I also thought about just storing the original posts and then serializing the comments in a binary form, since who cares about individual comments. This would be very fast, however if a user wants to delete their comment or append a new comment to the end, I have to deserialize this data, modify the structure, then serialize it back and update the row. If a bunch of people are commenting on the same post at the same time, I might have random issues with that.
So here's what I eventually did. I query for all the posts ordered by date entered. In the middle ware layer, I loop through the recordset and create a "stack" of original posts, each node on the stack points to a linked list of comments. When I come across an original post, I push a new node on the stack and when I come across a comment I add a node to the linked list. I organize this in memory so I can traverse the recordset once and have O(n). After I create the in-memory representation of the wall, I traverse through this data structure again and write out HTML. This works great and has super fast inserts and super fast selects, and no weird row locking issues; however it's a bit heavier on my presentation layer and requires me to build an in memory representation of the user's wall to move stuff around so it's in the right order. Still, I believe this is the best approach I've found so far.
I thought I'd check with other SQL experts to see if there's a better way to do this using some weird JOINS or UNIONS or something which would still be performant with millions of users.
I think you're better off using a simpler model with a "ParentID" on Comment to allow for nesting comments. I don't think it's usually a good practice to use datetimes as keys, especially in this case, where you don't really need to, and an identity ID will be sufficient. Here's a basic example that might work:
Post
----
ID (PK)
Timestamp
UserID (FK)
Text
Comment
-------
ID (PK)
Timestamp
PostID (FK)
ParentCommentID (FK nullable) -- allows for nested comments
Text
Do you want people to be able to comment on other comments, i.e. does the tree have infinite depth?

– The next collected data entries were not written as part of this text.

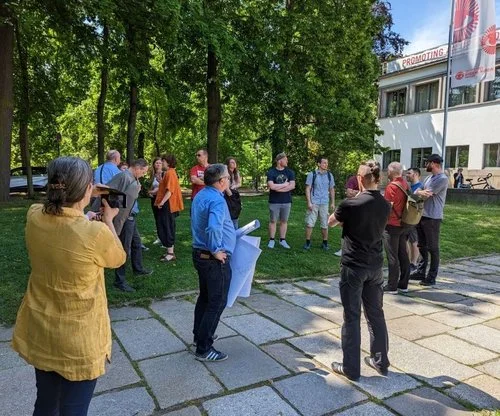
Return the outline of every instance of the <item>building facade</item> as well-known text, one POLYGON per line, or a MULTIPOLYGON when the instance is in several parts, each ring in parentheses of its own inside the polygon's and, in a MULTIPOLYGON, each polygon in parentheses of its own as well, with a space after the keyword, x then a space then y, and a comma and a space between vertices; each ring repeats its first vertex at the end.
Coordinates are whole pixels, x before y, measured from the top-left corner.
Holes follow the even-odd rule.
MULTIPOLYGON (((450 91, 445 167, 461 167, 466 178, 491 173, 500 189, 500 30, 496 32, 495 79, 450 91)), ((377 156, 384 168, 398 161, 424 166, 442 152, 448 45, 383 64, 379 78, 377 139, 388 150, 377 156)))

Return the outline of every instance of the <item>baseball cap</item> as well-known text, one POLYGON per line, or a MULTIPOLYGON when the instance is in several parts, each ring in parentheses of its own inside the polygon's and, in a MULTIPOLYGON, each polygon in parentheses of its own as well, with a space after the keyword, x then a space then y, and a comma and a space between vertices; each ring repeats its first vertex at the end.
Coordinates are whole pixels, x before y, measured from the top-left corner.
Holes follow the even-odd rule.
POLYGON ((274 161, 277 162, 278 160, 281 160, 283 159, 284 157, 286 157, 286 153, 285 152, 281 152, 281 153, 278 153, 276 155, 276 157, 274 158, 274 161))
POLYGON ((434 163, 439 163, 439 164, 442 164, 443 163, 443 158, 441 156, 439 156, 437 153, 433 153, 432 155, 430 155, 429 157, 427 157, 427 159, 425 159, 426 162, 434 162, 434 163))

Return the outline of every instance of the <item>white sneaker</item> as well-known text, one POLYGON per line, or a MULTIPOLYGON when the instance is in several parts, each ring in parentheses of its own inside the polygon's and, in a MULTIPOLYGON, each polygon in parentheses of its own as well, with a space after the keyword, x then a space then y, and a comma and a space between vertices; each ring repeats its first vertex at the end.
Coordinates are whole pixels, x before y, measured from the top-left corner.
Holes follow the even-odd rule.
POLYGON ((286 242, 286 240, 281 240, 280 241, 280 246, 283 247, 283 248, 291 248, 288 243, 286 242))
POLYGON ((269 243, 267 243, 267 248, 274 248, 274 240, 269 240, 269 243))
POLYGON ((161 244, 161 240, 157 238, 155 241, 153 241, 153 244, 157 246, 158 244, 161 244))
POLYGON ((342 255, 342 249, 340 249, 339 251, 336 251, 335 254, 337 257, 340 257, 342 255))

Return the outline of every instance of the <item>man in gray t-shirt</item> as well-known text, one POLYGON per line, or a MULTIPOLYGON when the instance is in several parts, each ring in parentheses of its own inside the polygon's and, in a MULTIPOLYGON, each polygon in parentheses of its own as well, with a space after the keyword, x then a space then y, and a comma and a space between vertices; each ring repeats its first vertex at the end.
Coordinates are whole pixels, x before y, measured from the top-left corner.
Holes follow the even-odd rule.
POLYGON ((425 168, 432 174, 424 180, 423 189, 415 192, 425 199, 422 219, 417 225, 418 248, 422 259, 410 278, 421 280, 422 286, 435 285, 439 269, 439 233, 448 190, 448 177, 443 173, 442 164, 443 159, 438 154, 427 158, 425 168), (431 261, 427 272, 429 255, 431 261))

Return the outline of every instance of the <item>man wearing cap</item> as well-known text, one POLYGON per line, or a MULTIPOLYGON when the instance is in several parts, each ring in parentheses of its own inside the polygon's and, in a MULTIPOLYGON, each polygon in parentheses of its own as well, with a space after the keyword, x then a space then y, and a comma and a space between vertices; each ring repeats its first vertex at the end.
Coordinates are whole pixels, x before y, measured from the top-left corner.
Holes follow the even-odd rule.
POLYGON ((292 206, 292 190, 295 189, 295 172, 288 169, 288 158, 285 153, 279 153, 276 167, 267 171, 267 186, 269 187, 269 243, 267 247, 274 248, 276 221, 280 221, 280 245, 289 249, 286 242, 288 217, 292 206))
POLYGON ((443 173, 442 164, 443 159, 438 154, 432 154, 427 158, 425 169, 431 175, 425 178, 423 189, 415 192, 425 200, 422 219, 417 225, 418 248, 422 259, 410 278, 421 280, 422 286, 435 285, 439 269, 439 232, 448 190, 448 177, 443 173), (427 272, 429 254, 431 261, 427 272))

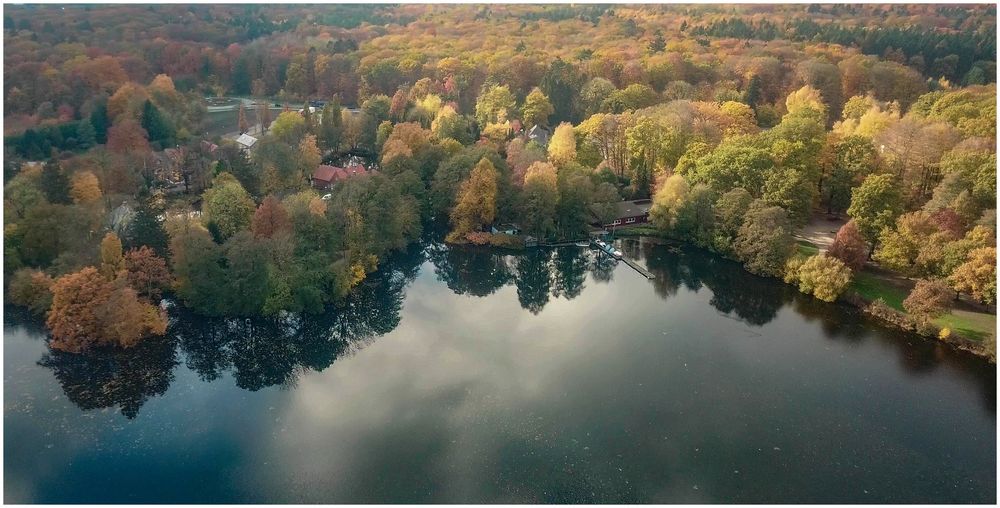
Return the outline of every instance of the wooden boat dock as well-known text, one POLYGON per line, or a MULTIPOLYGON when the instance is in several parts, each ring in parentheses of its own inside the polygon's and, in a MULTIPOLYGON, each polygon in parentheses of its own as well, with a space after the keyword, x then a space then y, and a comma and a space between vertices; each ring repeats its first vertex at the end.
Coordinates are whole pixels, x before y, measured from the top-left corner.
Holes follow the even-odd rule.
POLYGON ((653 272, 650 272, 649 270, 646 269, 646 267, 640 265, 639 263, 636 263, 635 261, 632 261, 631 259, 625 256, 622 256, 622 261, 624 261, 625 264, 631 266, 633 270, 639 272, 643 277, 650 280, 656 278, 656 276, 653 275, 653 272))

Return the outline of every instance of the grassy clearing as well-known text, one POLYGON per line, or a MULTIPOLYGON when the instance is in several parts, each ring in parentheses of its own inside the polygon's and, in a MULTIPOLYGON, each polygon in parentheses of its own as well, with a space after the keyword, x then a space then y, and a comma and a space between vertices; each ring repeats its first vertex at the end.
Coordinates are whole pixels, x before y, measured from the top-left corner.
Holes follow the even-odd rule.
POLYGON ((881 298, 886 305, 900 312, 903 310, 903 300, 906 299, 906 290, 894 286, 882 277, 869 272, 859 272, 854 274, 854 280, 848 287, 849 291, 861 295, 868 301, 875 301, 881 298))
POLYGON ((934 324, 950 328, 963 337, 984 341, 996 333, 997 317, 993 314, 955 309, 935 319, 934 324))
POLYGON ((799 240, 798 243, 796 243, 796 248, 798 248, 800 256, 811 257, 819 254, 819 247, 807 240, 799 240))
MULTIPOLYGON (((848 290, 854 291, 868 301, 881 298, 886 305, 906 313, 903 309, 903 300, 907 296, 906 289, 893 284, 884 276, 864 271, 856 273, 848 290)), ((965 338, 982 341, 996 333, 997 317, 984 312, 954 309, 935 319, 934 324, 939 328, 950 328, 965 338)))

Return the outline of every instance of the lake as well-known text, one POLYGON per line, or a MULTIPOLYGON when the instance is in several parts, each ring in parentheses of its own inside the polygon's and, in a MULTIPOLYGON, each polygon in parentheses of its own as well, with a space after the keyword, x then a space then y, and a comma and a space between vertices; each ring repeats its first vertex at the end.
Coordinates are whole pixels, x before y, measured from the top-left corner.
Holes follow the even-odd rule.
POLYGON ((425 241, 318 317, 130 350, 4 322, 8 503, 993 503, 996 369, 627 240, 425 241))

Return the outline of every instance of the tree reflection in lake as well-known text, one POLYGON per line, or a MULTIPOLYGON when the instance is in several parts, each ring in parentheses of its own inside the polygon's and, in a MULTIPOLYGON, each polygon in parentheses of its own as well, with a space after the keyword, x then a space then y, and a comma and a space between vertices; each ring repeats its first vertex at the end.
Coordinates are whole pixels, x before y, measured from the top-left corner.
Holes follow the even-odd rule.
POLYGON ((431 244, 428 257, 438 280, 456 294, 488 296, 513 284, 521 307, 538 314, 552 297, 572 300, 580 295, 595 266, 605 281, 611 280, 616 262, 604 256, 595 261, 588 249, 561 247, 537 248, 524 252, 502 251, 489 247, 447 247, 431 244))
POLYGON ((763 326, 778 315, 778 310, 797 292, 774 279, 757 277, 738 263, 687 246, 668 246, 650 240, 626 239, 623 245, 631 252, 641 252, 646 267, 656 275, 657 294, 666 298, 684 286, 698 291, 702 286, 712 291, 709 303, 720 312, 735 315, 755 326, 763 326), (641 245, 641 249, 636 249, 641 245))
POLYGON ((577 247, 557 249, 554 256, 552 296, 572 300, 583 292, 587 280, 587 251, 577 247))
POLYGON ((532 249, 517 258, 517 276, 514 279, 517 301, 532 314, 538 314, 549 303, 549 292, 552 290, 551 256, 552 252, 548 249, 532 249))
POLYGON ((703 251, 619 244, 656 277, 590 249, 425 243, 319 316, 174 308, 166 337, 83 355, 9 323, 11 499, 994 494, 993 365, 703 251))
POLYGON ((163 338, 129 349, 51 351, 39 365, 53 371, 67 397, 81 409, 119 407, 130 419, 150 397, 170 386, 179 363, 178 346, 185 364, 204 381, 232 372, 236 385, 250 391, 294 386, 302 372, 322 371, 338 357, 395 329, 404 289, 422 261, 419 249, 395 256, 341 306, 320 315, 223 319, 174 306, 163 338))
POLYGON ((176 344, 169 337, 86 354, 50 350, 38 361, 52 369, 66 397, 80 409, 117 407, 129 419, 150 397, 167 392, 177 363, 176 344))
MULTIPOLYGON (((681 287, 695 292, 707 288, 712 307, 756 327, 774 320, 792 303, 807 320, 819 320, 830 339, 860 340, 870 332, 871 323, 854 309, 841 309, 854 312, 853 319, 845 320, 830 304, 801 295, 780 281, 751 275, 739 264, 707 252, 648 239, 623 239, 619 245, 626 256, 644 263, 655 275, 650 283, 664 299, 681 287)), ((53 351, 39 364, 53 371, 67 397, 80 408, 117 407, 128 418, 134 418, 149 398, 166 392, 180 361, 204 381, 231 373, 245 390, 292 387, 303 373, 323 371, 394 330, 400 323, 405 289, 425 260, 456 294, 485 297, 514 286, 520 306, 532 314, 541 313, 551 298, 580 296, 588 273, 596 282, 611 281, 619 265, 586 248, 512 252, 448 247, 425 239, 386 260, 345 302, 320 315, 221 319, 175 306, 163 339, 128 350, 82 355, 53 351)), ((883 330, 880 336, 893 333, 883 330)), ((914 341, 905 336, 887 340, 899 349, 908 370, 940 363, 940 354, 934 354, 940 345, 912 347, 914 341)), ((995 395, 989 403, 995 406, 995 395)))
POLYGON ((510 256, 499 249, 434 242, 427 246, 427 257, 438 280, 459 295, 489 296, 513 279, 510 256))

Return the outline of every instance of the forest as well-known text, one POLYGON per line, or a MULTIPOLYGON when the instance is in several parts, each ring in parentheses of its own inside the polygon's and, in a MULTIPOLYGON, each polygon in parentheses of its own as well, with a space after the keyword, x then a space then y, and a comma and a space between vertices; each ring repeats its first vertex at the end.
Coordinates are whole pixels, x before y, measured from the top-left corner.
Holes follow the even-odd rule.
POLYGON ((990 5, 8 6, 5 294, 56 350, 128 347, 166 298, 320 314, 427 232, 575 241, 649 199, 633 233, 826 301, 877 266, 914 286, 871 312, 946 338, 956 299, 995 314, 995 33, 990 5), (816 216, 850 219, 822 253, 816 216))

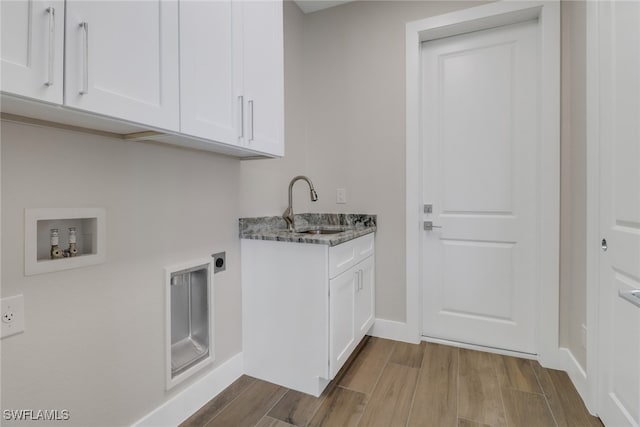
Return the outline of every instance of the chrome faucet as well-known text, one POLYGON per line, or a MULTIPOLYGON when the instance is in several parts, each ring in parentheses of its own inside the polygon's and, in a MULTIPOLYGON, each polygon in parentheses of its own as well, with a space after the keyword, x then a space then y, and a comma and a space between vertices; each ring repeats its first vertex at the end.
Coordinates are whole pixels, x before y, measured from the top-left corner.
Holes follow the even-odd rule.
POLYGON ((318 193, 316 193, 316 190, 313 188, 313 183, 309 178, 303 175, 298 175, 291 180, 289 183, 289 207, 282 214, 282 217, 287 222, 287 230, 289 231, 294 231, 296 229, 296 224, 293 219, 293 184, 300 179, 307 181, 307 184, 309 184, 309 195, 311 196, 311 201, 316 202, 318 200, 318 193))

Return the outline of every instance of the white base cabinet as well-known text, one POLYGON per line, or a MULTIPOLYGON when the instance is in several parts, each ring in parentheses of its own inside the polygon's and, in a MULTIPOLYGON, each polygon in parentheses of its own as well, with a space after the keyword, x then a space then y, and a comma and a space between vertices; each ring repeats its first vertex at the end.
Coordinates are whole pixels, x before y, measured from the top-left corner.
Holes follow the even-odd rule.
POLYGON ((319 396, 373 325, 374 234, 241 242, 245 372, 319 396))

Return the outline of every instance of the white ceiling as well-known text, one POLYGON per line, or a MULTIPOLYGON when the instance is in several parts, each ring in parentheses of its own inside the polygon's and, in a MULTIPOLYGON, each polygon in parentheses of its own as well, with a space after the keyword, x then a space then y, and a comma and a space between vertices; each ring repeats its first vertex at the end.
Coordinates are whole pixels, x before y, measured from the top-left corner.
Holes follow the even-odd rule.
POLYGON ((351 3, 353 0, 295 0, 304 13, 316 12, 341 4, 351 3))

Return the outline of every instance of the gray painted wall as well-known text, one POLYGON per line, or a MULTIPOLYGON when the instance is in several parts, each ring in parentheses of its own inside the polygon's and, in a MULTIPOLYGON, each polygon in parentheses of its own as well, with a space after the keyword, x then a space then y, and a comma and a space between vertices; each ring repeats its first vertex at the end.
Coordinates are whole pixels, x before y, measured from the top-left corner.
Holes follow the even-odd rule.
POLYGON ((238 160, 8 122, 1 136, 2 295, 23 294, 26 317, 2 340, 3 409, 130 425, 190 384, 165 392, 163 268, 218 251, 205 372, 241 351, 238 160), (25 277, 24 209, 93 206, 106 209, 107 261, 25 277))

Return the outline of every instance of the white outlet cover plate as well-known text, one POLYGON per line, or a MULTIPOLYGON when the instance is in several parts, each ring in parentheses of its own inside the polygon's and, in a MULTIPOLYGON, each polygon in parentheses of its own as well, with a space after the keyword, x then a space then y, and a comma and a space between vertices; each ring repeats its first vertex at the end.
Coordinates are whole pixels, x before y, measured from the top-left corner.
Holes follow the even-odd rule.
POLYGON ((346 188, 337 188, 336 189, 336 203, 339 203, 339 204, 347 203, 347 189, 346 188))
POLYGON ((2 338, 24 332, 24 297, 16 295, 13 297, 2 298, 2 316, 0 316, 0 324, 2 325, 2 338), (5 315, 12 317, 11 321, 5 319, 5 315))

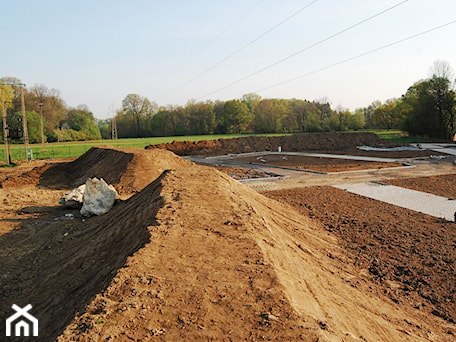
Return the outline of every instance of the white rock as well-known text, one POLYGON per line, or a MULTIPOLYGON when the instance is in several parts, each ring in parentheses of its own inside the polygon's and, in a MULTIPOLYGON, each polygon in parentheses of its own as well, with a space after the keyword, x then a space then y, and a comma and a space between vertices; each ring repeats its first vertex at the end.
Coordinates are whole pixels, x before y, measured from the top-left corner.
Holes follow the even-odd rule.
POLYGON ((87 217, 106 214, 116 201, 116 189, 108 185, 103 178, 89 178, 85 186, 81 215, 87 217))
POLYGON ((67 208, 81 208, 82 206, 82 197, 85 191, 86 185, 82 184, 81 186, 67 192, 59 199, 59 204, 67 208))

If you just want to have posts and then comments on those posts then you were on the right lines to start with and I believe the following SQL would meet that requirement (Untested so may be typos)
SELECT posts.id,
posts.posted AS posted_at,
posts.userid AS posted_by,
posts.posterid,
posts.comment AS post_text,
comments.posted AS commented_at,
comments.userid AS commented_by,
comments.comment AS comment_text
FROM wallposts AS posts
LEFT OUTER JOIN wallposts AS comments ON comments.parent_id = posts.id
ORDER BY posts.posted, comments.posted
This technique, a self-join, simply joins the table to itself using table aliases to specify the joins.
You should look into "nested sets". They allow retrieving a hierarchy very easily with a single query.
Here's an article about them
If you are using SQL server 2008, it has built-in support for it through the "hierarchyID" type.
Inserts and updates are more costly and complicated if you don't have the built in support), but querying is much faster and easier.
EDIT:
Damn, missed the part where you already knew about it. (was checking from a mobile phone).
If we stick to your table design … I think you would need some special value in the parentid column to separate original posts from comments (maybe just NULL, if you change definition of that column to nullable). Then, self-join will work. Something like this:
SELECT posts.comment as [Original Post],
comments.comment as Comment
FROM wallposts AS posts
LEFT OUTER JOIN wallposts AS comments
ON posts.id=comments.parentID
WHERE posts.parentID IS NULL
ORDER BY posts.posted, comments.posted
The result set shows Original Post before every comment, and has the right order.
(This was done using SQL Server, so I'm not sure if it works in your environment.)